Schon vor einigen Wochen ist Dr. Michael Gregers Buch "How Not to Die" auf deutsch im Unimedica-Verlag erschienen. Der Titel ist durchaus doppeldeutig und ließe sich sowohl mit "Wie man nicht sterben sollte" übersetzen, als auch -sehr vermessen- mit "Wie man nicht stirbt".

Ich habe ja die Angewohnheit, Bücher grundsätzlich in kleinen Stadtteilbuchhandlungen zu bestellen, um diese am Leben zu erhalten. In diesem Fall musste ich eine Ausnahme machen, da offenbar bereits alle Exemplare des Buches aus dem Großhandel abverkauft sind und ich somit auf einen Nachdruck des Verlages hätte warten müssen, bevor ich es in einer meiner zwei Stadtteilbuchhandlungen hätte kaufen können. Da traf es sich, dass ich noch einen Büchergutschein der Buchhandelskette Mayersche hatte und die das Buch wohl in ihren eigenen Lagern hatte.
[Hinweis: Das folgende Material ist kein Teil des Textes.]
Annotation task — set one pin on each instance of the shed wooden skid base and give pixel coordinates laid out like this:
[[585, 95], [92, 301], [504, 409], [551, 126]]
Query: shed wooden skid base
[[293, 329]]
Seit gestern bin ich also stolzer Besitzer eines Exemplars, das jetzt erst mal Vorfahrt vor allen anderen von mir zur Zeit gelesenen Büchern bekommt.
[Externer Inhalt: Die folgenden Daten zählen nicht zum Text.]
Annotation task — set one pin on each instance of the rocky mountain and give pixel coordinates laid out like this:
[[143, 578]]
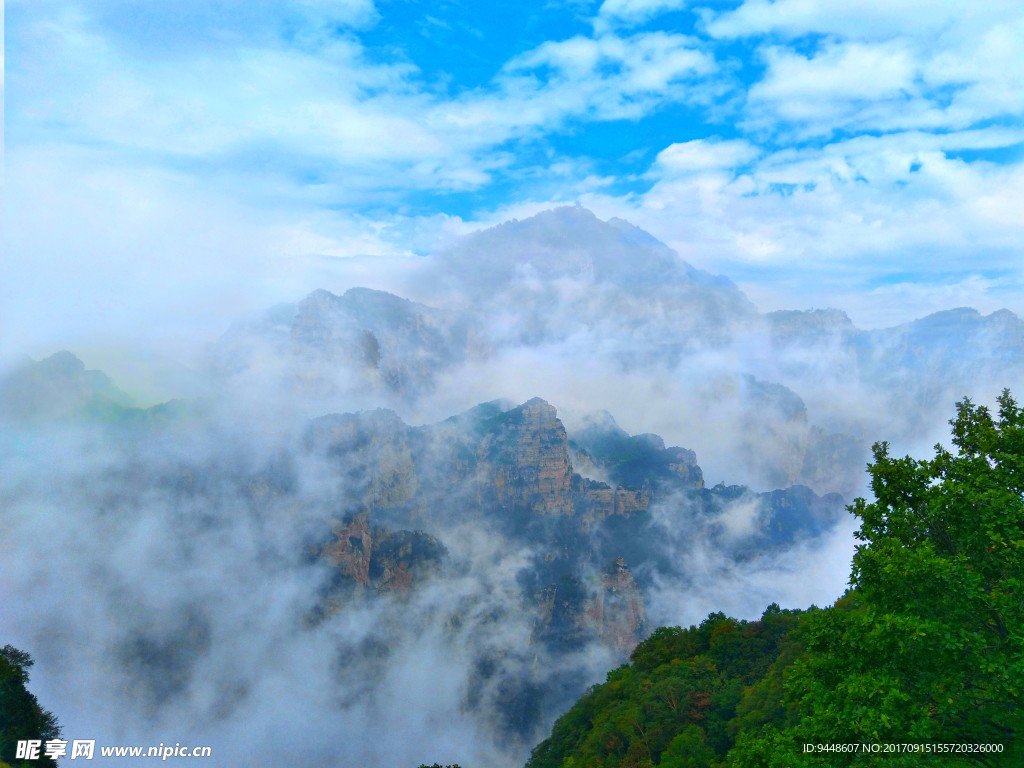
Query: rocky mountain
[[58, 387], [512, 470], [361, 339]]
Wer den Autor nicht kennt: Dr. Michael Greger betreibt die hochinformative Internet-Seite "Nutrition Facts" (dot org), auf der er in kurzen Videos die aktuellen Forschungsergebnisse der Ernährungswissenschaften und der Ernährungsmedizin für ein Allgemeinpublikum verständlich und knackig zusammen fasst. Wobei diese Videos leider nur für diejenigen verständlich sind, die entweder Englisch als Muttersprache haben oder deren Englischkenntnisse über das durchschnittliche Schulenglisch ein gutes Stück hinaus gehen. Michael Greger selbst hat Abonnements aller relevanten Fachzeitschriften. Er liest somit die tatsächlichen Fachartikel und nicht nur deren kurze allgemein verfügbaren Zusammenfassungen (Abstracts). Das ist wichtig, denn manchmal machen diese Zusammenfassungen absichtlich oder versehentlich Aussagen, die durch die eigentlichen Ergebnisse der beschriebenen Studie nicht gedeckt sind. Vorsicht ist zum Beispiel immer angesagt, wenn Studien Aussagen über eine "fettarme Ernährung" machen und diese beispielsweise als wenig geeignet zur Erreichung bestimmter Ziele darstellen. Schaut man dann in den Artikel, stellt man fest, dass dort eine Ernährung, bei der 30 Prozent der Nahrungsenergie aus Fetten stammen, als "fettarm" bezeichnet wird. Einen solchen Anteil von Nahrungsfetten erreicht man nur mit Tierprodukten aus Masttierhaltung, pflanzlichen Ölen oder Unmengen von Nüssen und Samen. Bei der gesündheitsförderlichsten Ernährungsweise der Welt, nämlich einer vollwertig pflanzlichen und ölfreien Ernährung, kommt man hingegen nur auf etwa 10 Prozent der Nahrungsenergie aus Fetten. Das ist fettarm!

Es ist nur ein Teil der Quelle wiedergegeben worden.